I went over to the railtracks and followed them eastward for about a hundred yards and then sat on my saddlebags in the meager shade of a mesquite and waited.

An hour later an eastbound train pulled into the Sanderson station for only as long as it took to load and unload mail, and then it started chugging on again. I had thought to wait till dark to jump a freight but I didn’t see any sign of the railroad bulls I’d heard so much about from YB hands who’d ridden the rails, so I said the hell with it and jogged out to the track and picked out a boxcar with a partly open door as it came rolling up, slowly gaining speed.

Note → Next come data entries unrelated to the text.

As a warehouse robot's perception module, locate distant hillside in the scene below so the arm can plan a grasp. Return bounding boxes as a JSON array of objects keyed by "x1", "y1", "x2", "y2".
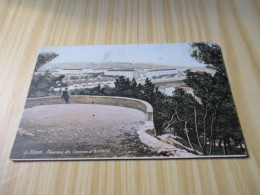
[{"x1": 42, "y1": 62, "x2": 204, "y2": 69}]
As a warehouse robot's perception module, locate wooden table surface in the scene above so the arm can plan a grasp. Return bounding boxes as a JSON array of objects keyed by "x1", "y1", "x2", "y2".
[{"x1": 0, "y1": 0, "x2": 260, "y2": 195}]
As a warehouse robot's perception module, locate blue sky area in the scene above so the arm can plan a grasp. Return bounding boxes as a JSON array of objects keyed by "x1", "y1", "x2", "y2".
[{"x1": 40, "y1": 43, "x2": 205, "y2": 67}]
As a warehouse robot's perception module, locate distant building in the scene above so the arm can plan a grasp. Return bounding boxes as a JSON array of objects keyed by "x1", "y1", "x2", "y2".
[
  {"x1": 144, "y1": 68, "x2": 178, "y2": 78},
  {"x1": 159, "y1": 86, "x2": 175, "y2": 96},
  {"x1": 89, "y1": 67, "x2": 113, "y2": 73},
  {"x1": 105, "y1": 68, "x2": 140, "y2": 78}
]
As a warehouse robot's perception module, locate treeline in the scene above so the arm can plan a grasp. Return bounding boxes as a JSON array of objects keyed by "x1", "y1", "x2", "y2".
[
  {"x1": 29, "y1": 43, "x2": 245, "y2": 155},
  {"x1": 69, "y1": 43, "x2": 245, "y2": 155}
]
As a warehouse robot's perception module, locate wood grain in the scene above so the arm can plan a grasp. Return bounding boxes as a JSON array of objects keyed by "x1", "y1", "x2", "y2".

I ran alongside the open door and pitched the saddlebags and blanketroll through it and then grabbed hold of the iron rung on the door with both hands and swung a foot up and hooked a heel on the car floor. I brought up my other leg and started wriggling myself in feetfirst—and somebody in there kicked me hard in the leg and said, “Ass off, wetback!”

He was a tramp with dirt-colored teeth and he kicked me twice more in the side before I worked myself far enough into the car to brace myself. On the next kick I snatched hold of his pant leg and pulled him off balance and he fell on top of me and almost rolled out of the car. He tried to scrabble back from the open door but I grabbed him by the collar and yanked hard and he went sailing out of the car with a yell.